Stanford Encyclopedia of Philosophy

Supplement to Socrates

Early Attempts to Solve the Socratic Problem

Proposed solutions to the Socratic problem that could address inconsistencies in Plato's dialogues were ready at hand as far back as the eighteenth century (Thesleff 1982). Residue from the four identified here, with a few variations, are found in the assumptions of the twentieth century's proposed solutions. Likewise, the problems with each are as alive now as they were long ago.

  1. The real Socrates is the one whose qualities in Plato are corroborated by Aristophanes and Xenophon.

This view could not yield much because there was too little direct overlap among the three extant sources. Later, but on the same historical assumption, there were similar attempts to find the real Socrates by identifying views that showed progress beyond extant presocratic views, e.g., those of Heraclitus and Parmenides, the Pythagoreans, Xenophanes, and Anaxagoras.

  1. The real Socrates is the one who claims no wisdom but exercises his skill at seeking understanding, thus the one depicted in dialogues that end inconclusively (i.e., in aporia — literally, without resources), without a clear indication of how the initial questions should be answered or even what the next step in the discussion should be.

At first, this seemed to promise that the real Socrates was described in such dialogues as Charmides, Laches, Lysis, and Euthyphro. Over time, however, positive doctrines were identified in all of the ones that had at first seemed aporetic, despite their inconclusive ends. Also, it was problematic that significant dialogues such as Crito and Apology which seemed, at least to some scholars, to be historically plausible, were omitted under this criterion. What is more, the evidence that Socrates claimed no wisdom was in Plato, whereas Xenophon's Socrates seemed wise about many things.

  1. The real Socrates is the one who appears in Plato's earliest dialogues.

The problem was to find a non-circular way to determine which dialogues were early. The only secure piece of information about the order of Plato's dialogues available from ancient times was that Republic was written before Laws; and that was not nearly enough information to support a full-fledged chronology of dates of composition. Two important attempts to introduce appropriate criteria followed. (c1) Stylometrics (the measument of aspects of Plato's conscious and unconscious writing style) contributed hundreds of articles purporting to show which dialogues were early.

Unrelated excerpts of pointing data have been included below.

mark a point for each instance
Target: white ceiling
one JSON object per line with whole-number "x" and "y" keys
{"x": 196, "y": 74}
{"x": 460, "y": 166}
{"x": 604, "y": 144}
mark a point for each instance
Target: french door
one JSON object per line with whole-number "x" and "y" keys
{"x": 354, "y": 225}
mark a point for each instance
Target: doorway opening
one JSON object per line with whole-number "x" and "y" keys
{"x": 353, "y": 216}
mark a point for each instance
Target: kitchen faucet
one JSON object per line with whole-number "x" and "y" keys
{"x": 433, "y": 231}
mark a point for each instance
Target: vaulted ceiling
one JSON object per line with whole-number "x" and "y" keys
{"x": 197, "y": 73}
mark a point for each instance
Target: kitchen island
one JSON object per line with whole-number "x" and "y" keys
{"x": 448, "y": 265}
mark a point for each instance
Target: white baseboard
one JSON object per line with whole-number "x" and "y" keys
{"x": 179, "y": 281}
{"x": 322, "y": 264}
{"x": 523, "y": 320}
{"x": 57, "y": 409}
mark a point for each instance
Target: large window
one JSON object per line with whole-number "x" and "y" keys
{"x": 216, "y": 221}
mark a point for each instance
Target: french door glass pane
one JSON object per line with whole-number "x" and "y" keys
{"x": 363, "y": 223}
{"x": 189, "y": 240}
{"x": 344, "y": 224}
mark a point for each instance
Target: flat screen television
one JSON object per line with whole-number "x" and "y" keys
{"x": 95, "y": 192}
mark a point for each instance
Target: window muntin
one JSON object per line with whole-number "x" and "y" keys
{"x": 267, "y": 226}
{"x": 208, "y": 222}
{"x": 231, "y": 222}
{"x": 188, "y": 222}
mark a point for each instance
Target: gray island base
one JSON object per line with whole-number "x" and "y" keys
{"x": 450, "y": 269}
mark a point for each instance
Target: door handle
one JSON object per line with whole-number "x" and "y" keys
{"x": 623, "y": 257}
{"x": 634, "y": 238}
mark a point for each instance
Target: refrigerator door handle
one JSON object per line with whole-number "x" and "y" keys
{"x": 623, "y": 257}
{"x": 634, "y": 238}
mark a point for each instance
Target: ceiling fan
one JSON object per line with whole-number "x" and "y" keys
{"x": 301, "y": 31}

However, its proponents could not overcome the circularity problem: every suggested order depended on first positing an early, i.e., pre-Republic, exemplar for which no independent confirmation was possible. In fact, the first non-circular effort (Ledger 1989) was possible only after computers enabled the measurement and correlation of very large numbers of stylistic features; but then the results did not confirm scholars' expectations about the order of the dialogues. Another effort took literally the suggestion that such formulaic expressions as “I said” and “he agreed” should give way to direct speech (Theaetetus 143b-3). By this criterion, all dialogues with direct speech were to be counted as later than Theaetetus. However, the criterion foundered on the exceptions: Laches, for example, would have to be post-Theaetetus while by all other criteria deemed relevant it was written early in Plato's career. And Timaeus, seeming so late, would have to be recategorized as pre-Theaetetus. To complicate matters, several dialogues mixed the dramatic and narrative styles. (c2) Thematic development was supposed to demonstrate that Plato's views evolved over time on specific philosophical issues and that the order in which the dialogues were written could be determined by placing the least evolved first.

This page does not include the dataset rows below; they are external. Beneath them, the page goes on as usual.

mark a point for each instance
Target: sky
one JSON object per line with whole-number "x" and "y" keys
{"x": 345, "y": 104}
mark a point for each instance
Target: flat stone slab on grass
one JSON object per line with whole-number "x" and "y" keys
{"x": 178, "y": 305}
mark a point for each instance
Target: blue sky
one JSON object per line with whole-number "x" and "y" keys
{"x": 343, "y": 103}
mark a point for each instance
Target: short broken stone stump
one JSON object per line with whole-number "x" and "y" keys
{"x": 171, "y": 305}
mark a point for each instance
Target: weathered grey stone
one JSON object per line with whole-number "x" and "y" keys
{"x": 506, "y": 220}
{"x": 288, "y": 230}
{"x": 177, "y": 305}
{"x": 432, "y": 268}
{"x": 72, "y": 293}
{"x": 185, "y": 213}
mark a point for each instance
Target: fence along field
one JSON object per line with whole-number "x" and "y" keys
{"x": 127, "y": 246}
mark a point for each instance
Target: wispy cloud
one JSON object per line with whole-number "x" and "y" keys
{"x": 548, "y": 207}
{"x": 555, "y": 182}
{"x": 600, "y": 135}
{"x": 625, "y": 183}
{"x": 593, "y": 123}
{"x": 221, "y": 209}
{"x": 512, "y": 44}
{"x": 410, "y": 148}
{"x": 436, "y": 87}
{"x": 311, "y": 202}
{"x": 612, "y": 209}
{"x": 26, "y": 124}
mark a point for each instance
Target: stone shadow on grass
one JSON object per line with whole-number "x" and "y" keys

Two insurmountable problems arose: (i) the view considered most highly evolved depended entirely the existing views of the scholars who performed the investigations; and (ii) when longer dialogues containing more than one subject were compared (e.g., Republic and Symposium), it often occurred that a dialogue would be highly evolved on one subject and introductory on a second subject, while another dialogue would have the reverse configuration, leaving no obvious way to distinguish which was earlier.

  1. The real Socrates is the one who turns from the presocratic interest in nature to ethics, and has no theory of separate forms (Aristotle, Metaphysics 987b1-6).

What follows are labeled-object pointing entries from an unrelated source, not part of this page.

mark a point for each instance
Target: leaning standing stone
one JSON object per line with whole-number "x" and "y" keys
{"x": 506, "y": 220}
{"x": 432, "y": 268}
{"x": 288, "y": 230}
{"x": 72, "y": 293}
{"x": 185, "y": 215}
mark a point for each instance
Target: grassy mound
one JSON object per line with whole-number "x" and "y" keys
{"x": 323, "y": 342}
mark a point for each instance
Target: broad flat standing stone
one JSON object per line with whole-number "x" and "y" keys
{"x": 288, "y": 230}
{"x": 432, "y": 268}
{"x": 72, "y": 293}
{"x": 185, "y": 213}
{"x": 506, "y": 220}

Apart from the problem of Aristotle's unreliable record as a historian of philosophy, the further difficulty arises that forms appear to be implicit even in the dialogues that, by all other criteria, would be considered early (e.g., Euthyphro, cf. Allen 1971). In addition, when specific ethical issues later came to be identified, the old difficulties of (c2) reappeared with respect to the views taken to be those of Socrates. Some scholars have been reluctant to concede that Socrates (unbeknownst to Aristotle) toyed with forms as a young man and that, even then, forms may not have been novel but a clever step that more than one philosopher took to overcome Parmenidean problems with motion and change (Parmenides 130b).